The governor didn’t call a leaders’ meeting for most of the summer. Now, he appears to be hoping that the downgrade will move people off the mark. Don’t bet on it.
*** UPDATE 1 *** The two Republican legislative leaders have released a joint statement that attempts to avoid any blame…
“When the Democrats adjourned the special session on pensions two weeks ago, we stood together and said we should not leave Springfield until we pass comprehensive pension reform to address our crisis. We continue to be ready to address the problem, armed with ideas and solutions that could work. We cannot wait until after the election, or even after the Governor’s grassroots’ tour. The time for action is now. S & P’s downgrade today cited our ‘lack of action on reform measures’. This is a clear signal that we must work on a comprehensive bill that solves our pension problem—not a piecemeal approach.
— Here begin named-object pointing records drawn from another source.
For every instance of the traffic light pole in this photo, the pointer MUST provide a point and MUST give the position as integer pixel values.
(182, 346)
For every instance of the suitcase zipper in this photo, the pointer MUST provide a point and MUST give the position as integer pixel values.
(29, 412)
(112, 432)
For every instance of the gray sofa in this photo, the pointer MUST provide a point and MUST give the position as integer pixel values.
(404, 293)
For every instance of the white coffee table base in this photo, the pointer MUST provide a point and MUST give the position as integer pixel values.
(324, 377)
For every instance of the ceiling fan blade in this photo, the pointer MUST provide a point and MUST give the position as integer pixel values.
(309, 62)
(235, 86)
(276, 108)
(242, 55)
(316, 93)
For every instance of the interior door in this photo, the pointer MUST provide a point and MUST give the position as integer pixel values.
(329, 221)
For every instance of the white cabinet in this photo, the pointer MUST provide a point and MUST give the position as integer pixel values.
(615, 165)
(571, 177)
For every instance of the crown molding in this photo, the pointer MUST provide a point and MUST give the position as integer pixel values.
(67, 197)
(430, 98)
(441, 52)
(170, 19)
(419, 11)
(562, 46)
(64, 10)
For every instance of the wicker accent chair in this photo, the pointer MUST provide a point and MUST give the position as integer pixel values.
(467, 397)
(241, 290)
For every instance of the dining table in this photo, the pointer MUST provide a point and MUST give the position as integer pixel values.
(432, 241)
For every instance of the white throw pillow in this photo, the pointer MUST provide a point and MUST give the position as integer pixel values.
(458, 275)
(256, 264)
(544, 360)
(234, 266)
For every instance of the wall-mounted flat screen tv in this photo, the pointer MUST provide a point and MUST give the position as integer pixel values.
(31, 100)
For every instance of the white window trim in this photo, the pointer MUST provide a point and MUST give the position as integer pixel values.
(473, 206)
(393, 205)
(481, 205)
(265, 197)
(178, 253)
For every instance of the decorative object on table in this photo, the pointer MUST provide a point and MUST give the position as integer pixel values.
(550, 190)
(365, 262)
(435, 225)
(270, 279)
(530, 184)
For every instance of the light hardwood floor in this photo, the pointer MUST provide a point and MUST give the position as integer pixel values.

The blame game must end, let’s get to work.”
*** UPDATE 2 *** Our neighbor to the north kicks us while we’re down…
“There could not be a more stark contrast between Wisconsin and Illinois,” Walker said in a statement response to the rating. […]
“Political leaders in Illinois kicked the can down the road,” Walker said Wednesday, “raised taxes, and ignored fiscal realities. Now, they’re realizing the consequences of their actions: credit downgrades and negative outlooks.”
If taxes hadn’t been raised to Wisconsin-like levels, our fiscal problems would now be infinitely worse.
…Adding… The AP adds some context. Is Walker still upset over his recent thumping by Illinois?…
Walker has tried to use Illinois’ economic problems to lure businesses to his state. Last week, though, Illinois landed an aerospace company that Walker was courting.